В этот же вечер ветфельдшер навестил участкового. Из разговора, нечаянным свидетелем которого оказался Тимофей, Борисову было уже совершенно ясно, что Аграфена с Петром варят и продают самогон. Приближался Покров, древний церковный праздник, пора веселых деревенских свадеб. «Навряд ли они упустят случай выгодно подзаработать», — смекнул участковый. Он решил во что бы то ни стало взять Моргункову и Зуйкова с поличным.
В один из свободных дней приехал Михаил в Сеченово. Вера Михайловна просила его отослать младшей сестре Ольге гостинцев и купить кое-что для хозяйства. Ремнев постоял в очереди на почте, потолкался в магазинах. Как ни спешил, управился он только часа в два пополудни и, почувствовав, что здорово проголодался, зашагал к чайной.
Кому из путешествующих по Руси она не знакома, чайная в районном городке! Ее всегда узнаешь издалека: толпятся вокруг машины-трудовики, забрызганные грязью тяжелых дорог, среди «газиков» и «козликов» встретишь иногда заслуженную, обшарпанную полуторку. К некрашеному забору поставлены рядком терпеливо ожидающие хозяев велосипеды, а в палисаднике отдыхает «Победа» областного начальства.
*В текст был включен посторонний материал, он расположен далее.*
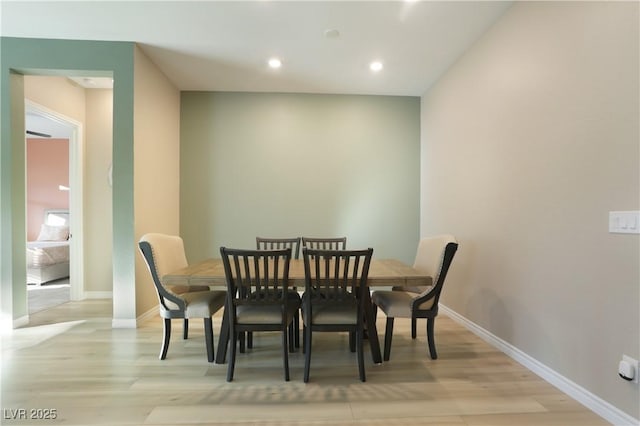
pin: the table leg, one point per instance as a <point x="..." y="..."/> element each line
<point x="371" y="329"/>
<point x="223" y="341"/>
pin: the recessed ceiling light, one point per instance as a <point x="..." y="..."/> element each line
<point x="275" y="63"/>
<point x="332" y="33"/>
<point x="375" y="66"/>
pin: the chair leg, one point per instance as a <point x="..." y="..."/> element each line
<point x="165" y="338"/>
<point x="304" y="338"/>
<point x="307" y="352"/>
<point x="285" y="351"/>
<point x="208" y="337"/>
<point x="352" y="341"/>
<point x="296" y="328"/>
<point x="430" y="338"/>
<point x="290" y="330"/>
<point x="233" y="337"/>
<point x="241" y="338"/>
<point x="360" y="345"/>
<point x="388" y="334"/>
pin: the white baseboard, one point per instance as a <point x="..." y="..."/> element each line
<point x="577" y="392"/>
<point x="98" y="295"/>
<point x="123" y="323"/>
<point x="21" y="322"/>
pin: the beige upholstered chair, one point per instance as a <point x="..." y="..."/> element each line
<point x="335" y="286"/>
<point x="163" y="254"/>
<point x="433" y="257"/>
<point x="258" y="297"/>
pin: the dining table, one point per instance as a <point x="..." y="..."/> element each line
<point x="382" y="273"/>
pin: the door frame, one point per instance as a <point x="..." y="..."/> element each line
<point x="76" y="211"/>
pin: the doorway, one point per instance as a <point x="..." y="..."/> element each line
<point x="54" y="124"/>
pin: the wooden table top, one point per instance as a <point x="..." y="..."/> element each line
<point x="382" y="272"/>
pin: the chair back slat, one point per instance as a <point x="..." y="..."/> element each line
<point x="256" y="276"/>
<point x="335" y="275"/>
<point x="263" y="243"/>
<point x="337" y="243"/>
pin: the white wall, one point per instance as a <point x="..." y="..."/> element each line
<point x="528" y="142"/>
<point x="281" y="165"/>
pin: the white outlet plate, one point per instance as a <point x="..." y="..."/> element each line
<point x="624" y="222"/>
<point x="634" y="363"/>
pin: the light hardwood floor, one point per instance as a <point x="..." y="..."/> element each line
<point x="71" y="360"/>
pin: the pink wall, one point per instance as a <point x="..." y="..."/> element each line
<point x="47" y="167"/>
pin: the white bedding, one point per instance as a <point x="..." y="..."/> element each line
<point x="44" y="253"/>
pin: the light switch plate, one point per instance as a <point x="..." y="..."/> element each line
<point x="624" y="222"/>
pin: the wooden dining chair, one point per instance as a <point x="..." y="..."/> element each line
<point x="163" y="254"/>
<point x="257" y="297"/>
<point x="264" y="243"/>
<point x="333" y="301"/>
<point x="334" y="243"/>
<point x="433" y="258"/>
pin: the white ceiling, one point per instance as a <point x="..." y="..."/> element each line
<point x="224" y="46"/>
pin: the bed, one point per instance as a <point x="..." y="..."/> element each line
<point x="48" y="256"/>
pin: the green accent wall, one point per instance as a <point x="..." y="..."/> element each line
<point x="20" y="56"/>
<point x="286" y="165"/>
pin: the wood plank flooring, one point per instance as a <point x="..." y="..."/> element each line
<point x="70" y="360"/>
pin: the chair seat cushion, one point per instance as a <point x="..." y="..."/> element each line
<point x="397" y="304"/>
<point x="203" y="304"/>
<point x="332" y="314"/>
<point x="180" y="289"/>
<point x="263" y="314"/>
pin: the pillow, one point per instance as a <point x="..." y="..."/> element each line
<point x="53" y="233"/>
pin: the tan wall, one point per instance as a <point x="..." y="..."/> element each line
<point x="528" y="142"/>
<point x="98" y="217"/>
<point x="156" y="164"/>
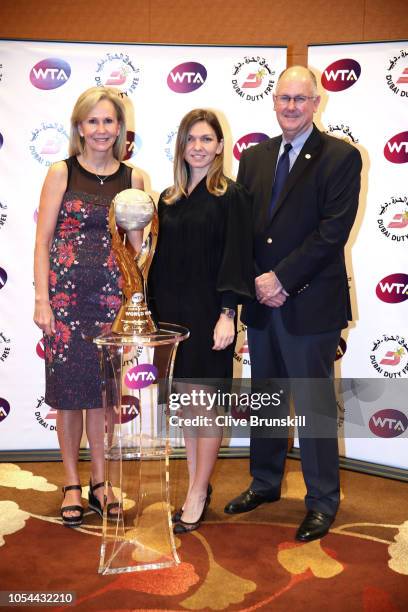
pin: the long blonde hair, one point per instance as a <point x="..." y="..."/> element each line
<point x="84" y="105"/>
<point x="216" y="180"/>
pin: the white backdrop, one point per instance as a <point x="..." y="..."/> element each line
<point x="364" y="90"/>
<point x="39" y="83"/>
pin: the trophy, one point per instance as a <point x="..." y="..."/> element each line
<point x="133" y="209"/>
<point x="137" y="360"/>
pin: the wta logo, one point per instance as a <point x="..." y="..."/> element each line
<point x="141" y="376"/>
<point x="3" y="277"/>
<point x="128" y="410"/>
<point x="50" y="73"/>
<point x="341" y="75"/>
<point x="4" y="409"/>
<point x="187" y="77"/>
<point x="388" y="423"/>
<point x="249" y="140"/>
<point x="396" y="149"/>
<point x="393" y="288"/>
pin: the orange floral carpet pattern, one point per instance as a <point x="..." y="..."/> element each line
<point x="248" y="562"/>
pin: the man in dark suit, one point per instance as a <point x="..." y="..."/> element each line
<point x="305" y="187"/>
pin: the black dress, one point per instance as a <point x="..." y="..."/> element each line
<point x="84" y="287"/>
<point x="203" y="261"/>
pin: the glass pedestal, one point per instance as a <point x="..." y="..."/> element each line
<point x="136" y="374"/>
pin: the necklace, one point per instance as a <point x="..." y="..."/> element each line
<point x="102" y="179"/>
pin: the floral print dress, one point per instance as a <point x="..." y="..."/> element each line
<point x="84" y="287"/>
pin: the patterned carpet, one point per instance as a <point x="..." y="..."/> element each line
<point x="247" y="563"/>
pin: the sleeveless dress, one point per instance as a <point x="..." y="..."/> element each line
<point x="203" y="262"/>
<point x="84" y="287"/>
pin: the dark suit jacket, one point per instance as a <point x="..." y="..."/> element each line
<point x="303" y="242"/>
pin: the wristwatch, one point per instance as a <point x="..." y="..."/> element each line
<point x="229" y="312"/>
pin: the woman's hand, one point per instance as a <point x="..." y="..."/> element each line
<point x="44" y="317"/>
<point x="224" y="333"/>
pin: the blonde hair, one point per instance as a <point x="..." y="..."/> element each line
<point x="216" y="181"/>
<point x="84" y="105"/>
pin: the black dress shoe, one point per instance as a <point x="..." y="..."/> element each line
<point x="248" y="500"/>
<point x="315" y="525"/>
<point x="176" y="516"/>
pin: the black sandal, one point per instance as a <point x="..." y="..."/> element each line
<point x="96" y="506"/>
<point x="72" y="521"/>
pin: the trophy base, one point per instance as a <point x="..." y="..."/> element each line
<point x="133" y="319"/>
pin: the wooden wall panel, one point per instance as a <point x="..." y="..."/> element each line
<point x="240" y="22"/>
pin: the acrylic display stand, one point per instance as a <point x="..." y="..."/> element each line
<point x="136" y="374"/>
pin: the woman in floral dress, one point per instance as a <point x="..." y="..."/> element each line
<point x="77" y="282"/>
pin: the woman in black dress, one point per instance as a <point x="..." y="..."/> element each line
<point x="77" y="283"/>
<point x="201" y="271"/>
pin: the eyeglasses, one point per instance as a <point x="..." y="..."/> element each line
<point x="298" y="100"/>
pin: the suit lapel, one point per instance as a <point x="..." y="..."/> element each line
<point x="306" y="156"/>
<point x="268" y="176"/>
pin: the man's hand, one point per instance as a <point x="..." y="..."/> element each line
<point x="269" y="290"/>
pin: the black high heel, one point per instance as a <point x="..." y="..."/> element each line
<point x="176" y="516"/>
<point x="72" y="521"/>
<point x="184" y="527"/>
<point x="95" y="505"/>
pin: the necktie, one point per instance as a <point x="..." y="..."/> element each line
<point x="282" y="171"/>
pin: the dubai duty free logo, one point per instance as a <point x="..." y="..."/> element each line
<point x="396" y="148"/>
<point x="389" y="356"/>
<point x="50" y="73"/>
<point x="393" y="288"/>
<point x="3" y="278"/>
<point x="117" y="70"/>
<point x="45" y="415"/>
<point x="49" y="143"/>
<point x="170" y="142"/>
<point x="341" y="75"/>
<point x="3" y="214"/>
<point x="186" y="77"/>
<point x="133" y="145"/>
<point x="252" y="78"/>
<point x="4" y="409"/>
<point x="5" y="347"/>
<point x="392" y="220"/>
<point x="343" y="130"/>
<point x="396" y="75"/>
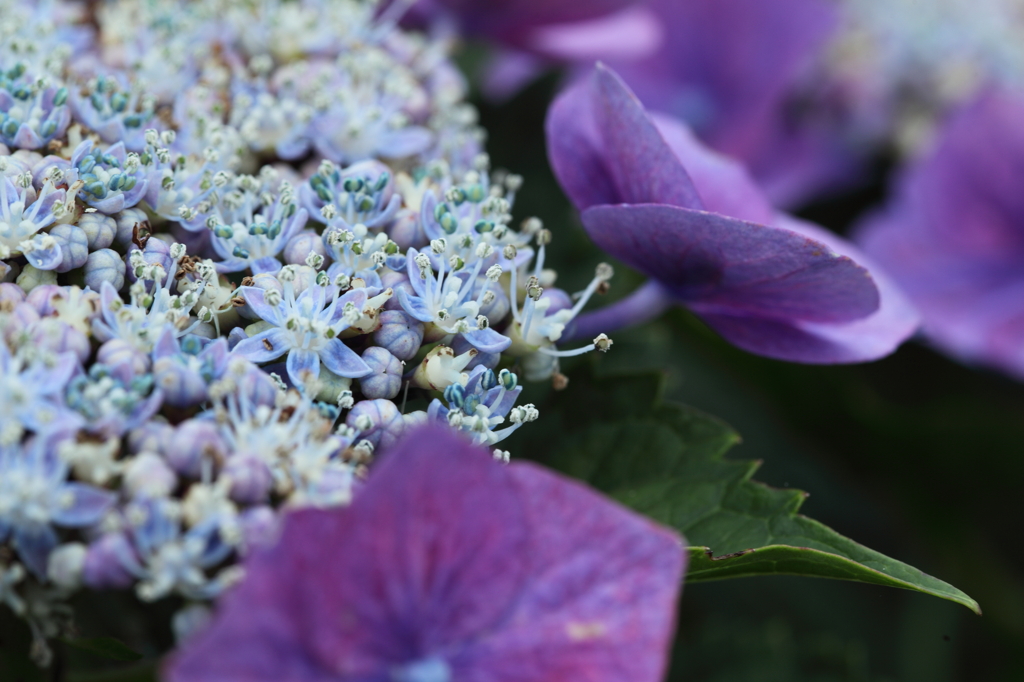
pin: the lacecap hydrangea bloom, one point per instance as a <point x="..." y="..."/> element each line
<point x="237" y="241"/>
<point x="740" y="73"/>
<point x="951" y="233"/>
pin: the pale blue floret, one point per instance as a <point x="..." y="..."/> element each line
<point x="452" y="298"/>
<point x="113" y="400"/>
<point x="306" y="328"/>
<point x="35" y="496"/>
<point x="481" y="405"/>
<point x="168" y="560"/>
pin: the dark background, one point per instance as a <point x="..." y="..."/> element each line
<point x="914" y="456"/>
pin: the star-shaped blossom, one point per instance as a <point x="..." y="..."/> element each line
<point x="451" y="566"/>
<point x="767" y="283"/>
<point x="35" y="496"/>
<point x="305" y="328"/>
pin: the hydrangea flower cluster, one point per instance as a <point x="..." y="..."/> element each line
<point x="236" y="239"/>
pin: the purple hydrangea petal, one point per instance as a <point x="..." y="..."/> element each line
<point x="717" y="264"/>
<point x="604" y="148"/>
<point x="263" y="347"/>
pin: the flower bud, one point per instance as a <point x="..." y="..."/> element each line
<point x="100" y="229"/>
<point x="32" y="278"/>
<point x="74" y="247"/>
<point x="385" y="382"/>
<point x="378" y="421"/>
<point x="104" y="265"/>
<point x="193" y="441"/>
<point x="251" y="478"/>
<point x="42" y="298"/>
<point x="399" y="334"/>
<point x="299" y="247"/>
<point x="58" y="337"/>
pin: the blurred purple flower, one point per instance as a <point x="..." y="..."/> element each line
<point x="766" y="282"/>
<point x="733" y="71"/>
<point x="35" y="496"/>
<point x="952" y="236"/>
<point x="451" y="566"/>
<point x="532" y="34"/>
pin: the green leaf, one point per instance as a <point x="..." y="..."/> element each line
<point x="667" y="461"/>
<point x="104" y="647"/>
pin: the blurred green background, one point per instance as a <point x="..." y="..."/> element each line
<point x="914" y="456"/>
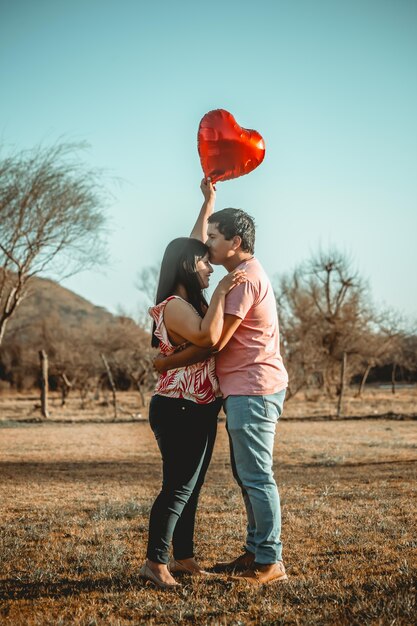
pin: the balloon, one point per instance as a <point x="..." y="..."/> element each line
<point x="226" y="149"/>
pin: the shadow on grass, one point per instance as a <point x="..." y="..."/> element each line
<point x="12" y="589"/>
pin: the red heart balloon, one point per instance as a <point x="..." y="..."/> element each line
<point x="226" y="149"/>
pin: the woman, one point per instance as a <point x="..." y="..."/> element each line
<point x="183" y="412"/>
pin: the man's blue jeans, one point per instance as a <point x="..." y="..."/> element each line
<point x="251" y="422"/>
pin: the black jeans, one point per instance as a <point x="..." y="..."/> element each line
<point x="185" y="432"/>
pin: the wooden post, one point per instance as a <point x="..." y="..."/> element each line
<point x="342" y="385"/>
<point x="363" y="381"/>
<point x="393" y="380"/>
<point x="43" y="358"/>
<point x="112" y="385"/>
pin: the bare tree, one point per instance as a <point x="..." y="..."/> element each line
<point x="50" y="218"/>
<point x="324" y="311"/>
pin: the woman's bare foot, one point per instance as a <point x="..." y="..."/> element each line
<point x="162" y="572"/>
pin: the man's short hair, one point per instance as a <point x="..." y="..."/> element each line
<point x="232" y="222"/>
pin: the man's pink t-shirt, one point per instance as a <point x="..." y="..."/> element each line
<point x="251" y="364"/>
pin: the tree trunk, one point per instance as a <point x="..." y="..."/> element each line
<point x="112" y="385"/>
<point x="393" y="381"/>
<point x="342" y="385"/>
<point x="363" y="381"/>
<point x="43" y="358"/>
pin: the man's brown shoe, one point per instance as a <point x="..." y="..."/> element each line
<point x="240" y="564"/>
<point x="260" y="574"/>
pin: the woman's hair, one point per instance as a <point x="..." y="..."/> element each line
<point x="178" y="267"/>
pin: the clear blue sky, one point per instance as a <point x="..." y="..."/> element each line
<point x="331" y="85"/>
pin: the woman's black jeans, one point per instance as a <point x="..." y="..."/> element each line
<point x="185" y="432"/>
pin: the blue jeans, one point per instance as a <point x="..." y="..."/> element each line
<point x="251" y="422"/>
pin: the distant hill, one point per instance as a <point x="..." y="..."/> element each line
<point x="47" y="300"/>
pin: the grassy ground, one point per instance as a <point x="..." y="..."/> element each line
<point x="75" y="500"/>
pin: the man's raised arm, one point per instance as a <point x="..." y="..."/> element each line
<point x="200" y="227"/>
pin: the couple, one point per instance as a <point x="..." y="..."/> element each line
<point x="240" y="326"/>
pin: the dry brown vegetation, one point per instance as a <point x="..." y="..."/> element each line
<point x="76" y="498"/>
<point x="376" y="401"/>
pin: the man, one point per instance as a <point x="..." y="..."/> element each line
<point x="253" y="381"/>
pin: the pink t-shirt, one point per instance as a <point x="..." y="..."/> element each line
<point x="251" y="364"/>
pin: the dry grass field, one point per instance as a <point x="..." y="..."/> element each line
<point x="75" y="499"/>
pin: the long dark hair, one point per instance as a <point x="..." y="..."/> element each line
<point x="178" y="267"/>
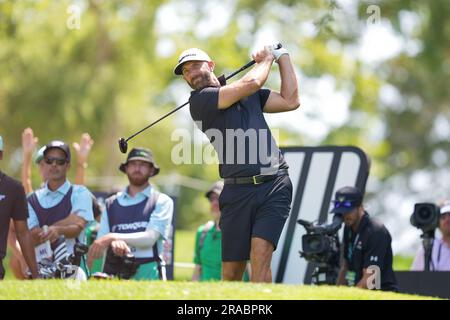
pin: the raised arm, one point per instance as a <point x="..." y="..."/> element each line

Кормят здесь без особых затей, но сытно. Пьют в чайной мало и, как правило, не засиживаются. Шоферы, трактористы, приезжие колхозники торопливо едят густой наваристый борщ, жирную баранину с картофелем, подчищают хлебом тарелки и, закуривая на ходу, направляются к дверям. И вновь идет машина по избитой проселочной дороге, ныряет в колдобины и подпрыгивает на ухабах…
Михаил пробирался между столиками, отыскивая свободное место, когда его окликнули:
— Своих, парень, не узнаешь? Давай сюда, вместе харчиться будем!
Звал его Петр Зуйков. Сидел он в углу и, видимо, тоже пришел недавно — голубая клеенка влажно блестела, на ней ничего не было, кроме солонки и стаканчика с горчицей.